As you point out, self-phase modulation can be thought of as an added chirp, but the crucial point is that this is a local chirp that changes from the front to the back of the pulse, in essence because the phase velocity in the middle of the pulse is faster than at the edges, because of the changed refractive index at its higher intensity, and this compresses and decompresses the wavefronts in the leading and trailing edge of the pulse:

This introduces local frequencies that were simply not present within the original pulse spectrum, leading to a spectral broadening. (The pulse's electric field is in blue, instantaneous frequency is in red.)
Now, that's the wave picture of SPM, but as always in nonlinear optics, there is the wave picture and the 'photon' (spectral) picture, and normally you want to be able to produce a complete explanation within each of the two domains. In that regard, SPM is a third-order process so it is simply a version of four-wave mixing with two photons in and two photons out (so, normally $\omega_1$ and $\omega_2$ in and $\omega_1+\Delta$ and $\omega_2-\Delta$ out), but it's a complicated process because you have a bunch of photon energies available in your original pulse bandwidth and you need all their interactions to get the full picture, so it's not an easy description.

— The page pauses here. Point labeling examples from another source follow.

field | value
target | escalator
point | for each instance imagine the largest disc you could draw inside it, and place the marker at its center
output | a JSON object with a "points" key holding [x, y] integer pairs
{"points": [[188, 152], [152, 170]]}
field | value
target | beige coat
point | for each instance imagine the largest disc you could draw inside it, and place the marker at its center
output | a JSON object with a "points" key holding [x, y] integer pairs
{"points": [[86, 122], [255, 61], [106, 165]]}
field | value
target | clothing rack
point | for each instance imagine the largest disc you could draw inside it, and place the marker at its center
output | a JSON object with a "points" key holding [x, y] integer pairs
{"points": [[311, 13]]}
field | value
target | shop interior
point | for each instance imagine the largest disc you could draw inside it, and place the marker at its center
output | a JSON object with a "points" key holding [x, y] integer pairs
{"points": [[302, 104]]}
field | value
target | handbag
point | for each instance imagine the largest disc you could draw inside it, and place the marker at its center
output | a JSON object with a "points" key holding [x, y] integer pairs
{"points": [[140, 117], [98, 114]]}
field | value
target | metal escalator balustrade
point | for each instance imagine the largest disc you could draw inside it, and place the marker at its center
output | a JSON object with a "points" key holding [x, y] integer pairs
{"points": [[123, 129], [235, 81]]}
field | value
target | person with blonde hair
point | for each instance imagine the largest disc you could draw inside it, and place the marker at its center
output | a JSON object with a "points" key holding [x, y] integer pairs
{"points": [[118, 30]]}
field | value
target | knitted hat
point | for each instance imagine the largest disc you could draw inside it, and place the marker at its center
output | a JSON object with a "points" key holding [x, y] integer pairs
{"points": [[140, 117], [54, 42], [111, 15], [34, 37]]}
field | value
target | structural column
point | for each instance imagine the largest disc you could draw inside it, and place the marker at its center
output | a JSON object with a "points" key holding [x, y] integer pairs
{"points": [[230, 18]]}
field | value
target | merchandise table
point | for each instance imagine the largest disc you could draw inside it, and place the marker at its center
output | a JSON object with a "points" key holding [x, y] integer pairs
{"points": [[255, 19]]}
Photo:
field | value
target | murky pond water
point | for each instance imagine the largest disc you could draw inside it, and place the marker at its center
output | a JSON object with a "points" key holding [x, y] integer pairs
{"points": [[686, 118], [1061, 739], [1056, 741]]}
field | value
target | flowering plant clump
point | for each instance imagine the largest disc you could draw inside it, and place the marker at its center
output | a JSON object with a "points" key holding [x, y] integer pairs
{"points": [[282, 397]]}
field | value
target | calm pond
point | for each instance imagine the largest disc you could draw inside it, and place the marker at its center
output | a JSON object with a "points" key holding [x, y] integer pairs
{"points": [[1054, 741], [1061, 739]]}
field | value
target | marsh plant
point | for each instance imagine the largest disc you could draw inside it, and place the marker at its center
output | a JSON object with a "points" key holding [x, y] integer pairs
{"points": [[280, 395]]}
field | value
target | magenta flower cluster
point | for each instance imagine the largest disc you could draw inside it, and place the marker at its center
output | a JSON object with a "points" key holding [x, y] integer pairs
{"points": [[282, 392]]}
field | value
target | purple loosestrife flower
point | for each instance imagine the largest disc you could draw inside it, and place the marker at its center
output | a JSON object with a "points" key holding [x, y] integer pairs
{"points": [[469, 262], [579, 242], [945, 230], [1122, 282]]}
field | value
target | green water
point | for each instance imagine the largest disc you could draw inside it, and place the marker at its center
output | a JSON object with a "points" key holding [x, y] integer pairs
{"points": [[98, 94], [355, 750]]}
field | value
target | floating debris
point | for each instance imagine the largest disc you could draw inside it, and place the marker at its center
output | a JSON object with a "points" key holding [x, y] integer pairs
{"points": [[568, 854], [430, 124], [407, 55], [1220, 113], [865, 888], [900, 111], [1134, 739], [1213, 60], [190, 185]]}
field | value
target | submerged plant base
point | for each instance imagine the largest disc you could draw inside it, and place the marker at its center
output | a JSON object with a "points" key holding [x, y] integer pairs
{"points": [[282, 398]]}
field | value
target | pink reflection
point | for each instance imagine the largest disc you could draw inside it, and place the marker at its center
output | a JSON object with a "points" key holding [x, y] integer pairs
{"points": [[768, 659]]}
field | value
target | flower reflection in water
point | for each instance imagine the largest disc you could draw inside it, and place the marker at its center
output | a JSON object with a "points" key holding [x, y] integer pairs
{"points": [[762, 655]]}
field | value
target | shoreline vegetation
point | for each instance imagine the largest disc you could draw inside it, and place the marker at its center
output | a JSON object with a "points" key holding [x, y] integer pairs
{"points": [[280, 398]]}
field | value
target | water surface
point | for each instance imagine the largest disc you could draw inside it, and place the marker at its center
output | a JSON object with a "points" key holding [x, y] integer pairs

And finally, as to phase matching, if you only have a single spectral component (say, you have a quasi-monochromatic beam in one arm of a Mach-Zehnder interferometer and you're testing how the interference changes with the beam intensity) then the SPM will automatically phase-match. However, if you have a pulse and you're doing spectral broadening, then you need to do the same kinds of phase matching that you do for standard four-wave mixing, with the additional complication that you have a continuum of initial and final frequencies, and there doesn't seem to be any simple description of this other than just jumping into the nitty-gritty.